The Shipley Art Gallery is a large, imposing sandstone-coloured building, which sits by itself on a main street – Prince Consort Road, named in honour of Queen Victoria’s husband, Prince Albert. Over the road from the gallery is the town library, and beyond that the leisure centre. The gallery has a large entranceway and two statues loom down from the roof.
The History of the Shipley Art Gallery
The Shipley opened in 1917, named after Joseph Ainsley Davidson Shipley, who died in 1909. A solicitor and art collector, the mysterious Shipley bequeathed more than 2,500 works to be put on public display. Not much is known about him, other than that he lived at Saltwell Towers in Saltwell Park, and began collecting art at the tender age of 16.
Despite having been born and bred in Gateshead, Shipley’s will specified that the works for the city of Newcastle, although with a clause that none were to go to the Laing Art Gallery. Quite why this was is not clear, but the upshot was that the council rejected the offer.
Once Gateshead Municipal Council (as it was then) was offered the collection, they then realised that they needed somewhere to house it, and the construction of the gallery began in 1914. However, the council realised that they would not have space for all of the collection, so they asked the executors of the will to choose a selection.
The executors duly picked out 359 of artworks they thought best represented Shipley’s collection, and a Committee from Gateshead chose an additional 145. The rest of the collection was sold, and the building of the gallery began.
Arthur Stockwell, a Newcastle-based architect, chose four stone columns with pilasters at the sides, in the Corinthian style, to stand as the entrance portico. He was inspired by ‘distyle in antis’, a technique from classical architecture where the sides of a temple protrude forwards.
The sculptures on the top are two figures – one to represent Industry and Learning, and the other the Arts.

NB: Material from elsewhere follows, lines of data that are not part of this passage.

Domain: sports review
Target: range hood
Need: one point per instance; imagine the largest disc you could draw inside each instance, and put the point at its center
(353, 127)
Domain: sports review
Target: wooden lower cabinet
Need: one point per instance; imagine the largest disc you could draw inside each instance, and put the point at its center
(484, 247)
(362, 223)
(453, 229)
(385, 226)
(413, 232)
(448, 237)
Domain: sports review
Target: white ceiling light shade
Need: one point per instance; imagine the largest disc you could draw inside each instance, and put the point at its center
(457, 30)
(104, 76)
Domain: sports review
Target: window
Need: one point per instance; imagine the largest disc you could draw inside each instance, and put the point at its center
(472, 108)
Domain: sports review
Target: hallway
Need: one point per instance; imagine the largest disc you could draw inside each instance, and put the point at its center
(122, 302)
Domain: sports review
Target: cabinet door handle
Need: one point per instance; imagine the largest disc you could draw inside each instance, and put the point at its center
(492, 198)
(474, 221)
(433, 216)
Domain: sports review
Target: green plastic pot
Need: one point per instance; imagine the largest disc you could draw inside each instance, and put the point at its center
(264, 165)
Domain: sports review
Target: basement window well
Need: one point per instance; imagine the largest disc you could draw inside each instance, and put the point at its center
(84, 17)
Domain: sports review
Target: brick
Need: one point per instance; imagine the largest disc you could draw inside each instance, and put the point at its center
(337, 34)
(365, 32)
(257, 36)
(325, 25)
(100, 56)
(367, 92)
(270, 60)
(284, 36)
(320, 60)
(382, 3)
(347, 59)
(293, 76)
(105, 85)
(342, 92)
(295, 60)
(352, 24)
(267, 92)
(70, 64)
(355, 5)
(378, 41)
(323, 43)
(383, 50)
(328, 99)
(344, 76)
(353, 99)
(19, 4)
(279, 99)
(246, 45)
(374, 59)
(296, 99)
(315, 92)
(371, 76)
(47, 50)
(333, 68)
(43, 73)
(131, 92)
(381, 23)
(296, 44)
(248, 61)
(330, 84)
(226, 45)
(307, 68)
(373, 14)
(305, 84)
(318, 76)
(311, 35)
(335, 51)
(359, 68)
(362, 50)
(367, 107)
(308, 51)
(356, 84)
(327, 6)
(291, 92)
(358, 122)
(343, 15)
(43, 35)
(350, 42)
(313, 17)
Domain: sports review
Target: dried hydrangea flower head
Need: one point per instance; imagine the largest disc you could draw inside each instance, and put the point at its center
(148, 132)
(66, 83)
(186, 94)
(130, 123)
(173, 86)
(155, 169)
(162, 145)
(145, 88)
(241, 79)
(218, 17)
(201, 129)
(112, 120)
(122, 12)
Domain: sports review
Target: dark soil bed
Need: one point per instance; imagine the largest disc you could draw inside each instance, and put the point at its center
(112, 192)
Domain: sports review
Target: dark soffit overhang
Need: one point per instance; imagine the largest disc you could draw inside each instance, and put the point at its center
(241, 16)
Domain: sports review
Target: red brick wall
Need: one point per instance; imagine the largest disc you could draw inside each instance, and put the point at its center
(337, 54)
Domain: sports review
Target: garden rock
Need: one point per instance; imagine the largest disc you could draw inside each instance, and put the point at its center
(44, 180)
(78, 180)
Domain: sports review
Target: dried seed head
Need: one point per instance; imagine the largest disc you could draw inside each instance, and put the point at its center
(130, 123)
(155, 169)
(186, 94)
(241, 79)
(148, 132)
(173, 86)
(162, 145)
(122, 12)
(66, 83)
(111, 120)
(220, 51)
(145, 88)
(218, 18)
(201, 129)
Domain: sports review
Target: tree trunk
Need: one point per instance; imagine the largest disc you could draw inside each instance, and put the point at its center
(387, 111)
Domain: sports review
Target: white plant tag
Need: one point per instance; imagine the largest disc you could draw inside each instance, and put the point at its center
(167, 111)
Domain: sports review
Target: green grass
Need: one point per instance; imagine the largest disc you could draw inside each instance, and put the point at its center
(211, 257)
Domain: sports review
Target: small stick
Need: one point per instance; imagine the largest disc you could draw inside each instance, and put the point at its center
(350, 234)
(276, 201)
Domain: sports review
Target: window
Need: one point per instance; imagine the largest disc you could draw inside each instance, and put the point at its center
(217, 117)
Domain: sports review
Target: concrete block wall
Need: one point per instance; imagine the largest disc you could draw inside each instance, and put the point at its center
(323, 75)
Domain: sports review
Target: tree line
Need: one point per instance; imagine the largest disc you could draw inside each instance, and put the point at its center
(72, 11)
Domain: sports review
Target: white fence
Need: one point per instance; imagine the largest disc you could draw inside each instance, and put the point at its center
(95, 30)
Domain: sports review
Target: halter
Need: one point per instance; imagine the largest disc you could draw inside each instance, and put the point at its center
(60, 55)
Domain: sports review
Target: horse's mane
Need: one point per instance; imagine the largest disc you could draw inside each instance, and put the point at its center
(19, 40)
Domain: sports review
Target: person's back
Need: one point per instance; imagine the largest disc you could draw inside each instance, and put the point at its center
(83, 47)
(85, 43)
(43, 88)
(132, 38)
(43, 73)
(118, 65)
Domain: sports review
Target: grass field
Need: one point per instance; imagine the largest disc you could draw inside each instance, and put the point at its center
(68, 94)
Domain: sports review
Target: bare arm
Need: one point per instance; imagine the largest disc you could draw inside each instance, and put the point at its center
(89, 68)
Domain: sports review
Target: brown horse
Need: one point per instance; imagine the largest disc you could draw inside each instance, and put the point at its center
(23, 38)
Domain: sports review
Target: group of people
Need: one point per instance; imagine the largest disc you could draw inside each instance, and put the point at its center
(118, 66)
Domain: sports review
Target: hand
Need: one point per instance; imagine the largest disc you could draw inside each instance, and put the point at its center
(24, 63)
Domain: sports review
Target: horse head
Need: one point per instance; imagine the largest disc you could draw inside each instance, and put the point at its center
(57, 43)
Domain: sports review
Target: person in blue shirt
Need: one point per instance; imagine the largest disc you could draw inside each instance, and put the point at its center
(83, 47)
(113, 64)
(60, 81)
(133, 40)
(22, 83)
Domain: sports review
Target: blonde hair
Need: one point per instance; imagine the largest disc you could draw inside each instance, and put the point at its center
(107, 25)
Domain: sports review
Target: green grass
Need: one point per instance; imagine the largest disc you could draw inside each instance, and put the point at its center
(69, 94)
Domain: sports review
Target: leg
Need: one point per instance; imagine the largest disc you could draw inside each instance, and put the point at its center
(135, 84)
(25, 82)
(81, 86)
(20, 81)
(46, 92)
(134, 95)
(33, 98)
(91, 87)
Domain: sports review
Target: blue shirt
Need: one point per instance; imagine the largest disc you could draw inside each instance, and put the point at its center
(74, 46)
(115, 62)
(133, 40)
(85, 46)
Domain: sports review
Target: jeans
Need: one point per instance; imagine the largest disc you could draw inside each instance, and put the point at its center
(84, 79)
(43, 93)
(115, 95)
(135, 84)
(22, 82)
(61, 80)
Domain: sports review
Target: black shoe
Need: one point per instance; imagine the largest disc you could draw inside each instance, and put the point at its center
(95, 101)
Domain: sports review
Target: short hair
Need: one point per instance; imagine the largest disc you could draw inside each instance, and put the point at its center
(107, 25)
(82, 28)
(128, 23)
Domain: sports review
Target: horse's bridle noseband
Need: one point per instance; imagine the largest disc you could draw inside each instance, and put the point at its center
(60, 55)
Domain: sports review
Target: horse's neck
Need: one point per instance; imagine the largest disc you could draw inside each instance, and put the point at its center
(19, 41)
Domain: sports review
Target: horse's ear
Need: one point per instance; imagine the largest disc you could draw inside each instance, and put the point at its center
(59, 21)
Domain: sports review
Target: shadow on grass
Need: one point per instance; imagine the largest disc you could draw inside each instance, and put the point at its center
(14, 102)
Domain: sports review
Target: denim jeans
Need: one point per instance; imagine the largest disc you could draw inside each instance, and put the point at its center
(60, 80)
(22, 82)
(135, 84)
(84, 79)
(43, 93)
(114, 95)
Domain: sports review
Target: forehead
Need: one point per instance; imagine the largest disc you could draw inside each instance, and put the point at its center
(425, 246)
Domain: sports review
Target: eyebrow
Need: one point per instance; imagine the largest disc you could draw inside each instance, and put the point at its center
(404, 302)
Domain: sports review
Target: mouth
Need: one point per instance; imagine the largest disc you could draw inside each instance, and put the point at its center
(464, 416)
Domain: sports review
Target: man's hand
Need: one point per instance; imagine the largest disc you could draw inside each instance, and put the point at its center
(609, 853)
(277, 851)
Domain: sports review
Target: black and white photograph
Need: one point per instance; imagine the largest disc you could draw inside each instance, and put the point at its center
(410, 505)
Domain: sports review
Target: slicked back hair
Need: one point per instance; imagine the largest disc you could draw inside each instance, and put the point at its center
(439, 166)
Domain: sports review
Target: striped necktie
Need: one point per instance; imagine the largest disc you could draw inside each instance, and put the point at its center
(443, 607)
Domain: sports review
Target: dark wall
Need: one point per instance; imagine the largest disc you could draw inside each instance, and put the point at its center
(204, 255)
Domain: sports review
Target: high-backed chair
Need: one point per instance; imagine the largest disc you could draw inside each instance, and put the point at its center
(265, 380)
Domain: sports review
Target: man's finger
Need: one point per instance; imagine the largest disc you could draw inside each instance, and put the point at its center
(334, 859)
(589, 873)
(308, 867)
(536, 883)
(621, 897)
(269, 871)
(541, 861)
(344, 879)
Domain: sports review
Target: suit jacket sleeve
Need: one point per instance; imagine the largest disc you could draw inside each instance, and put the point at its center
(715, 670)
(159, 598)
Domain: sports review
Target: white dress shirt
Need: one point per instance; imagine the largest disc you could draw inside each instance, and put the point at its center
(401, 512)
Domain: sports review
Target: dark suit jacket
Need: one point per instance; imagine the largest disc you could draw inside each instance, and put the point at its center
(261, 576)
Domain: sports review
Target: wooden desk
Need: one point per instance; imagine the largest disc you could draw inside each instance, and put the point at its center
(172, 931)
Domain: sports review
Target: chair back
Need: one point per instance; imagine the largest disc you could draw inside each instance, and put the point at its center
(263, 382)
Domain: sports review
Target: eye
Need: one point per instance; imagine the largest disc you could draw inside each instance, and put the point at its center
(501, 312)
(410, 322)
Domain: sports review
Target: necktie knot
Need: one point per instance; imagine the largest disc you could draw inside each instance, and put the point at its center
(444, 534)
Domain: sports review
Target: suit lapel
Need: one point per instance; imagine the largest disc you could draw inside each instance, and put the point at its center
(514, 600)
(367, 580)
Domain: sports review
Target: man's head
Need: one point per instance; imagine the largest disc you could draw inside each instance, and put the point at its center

Edinburgh sculptor W Birnie Rhind was commissioned to produce these. After the gallery opened three years later, visitors were able to see works dating from the 16th century to the 19th, and representing the main European schools.
In the hundred years since the Shipley Art Gallery, the collection has increased rather dramatically – there are now around 10,000 items in it. There are a number of Flemish and Dutch paintings, and ‘The Blaydon Races’, by painter William C Irving. Irving was inspired by Geordie Ridley’s song about a day out to the racecourse, written in 1862 and published in 1891.
The gallery is open every day except Sunday, and is free to visit. Today, it often hosts guest lectures and special events. It boasts an extensive collection of contemporary craft works, one of the best outside of London, and is also home to The Henry Rothschild collection of studio ceramics. Rothschild sold works by the major ceramics manufacturers in the mid-20th century.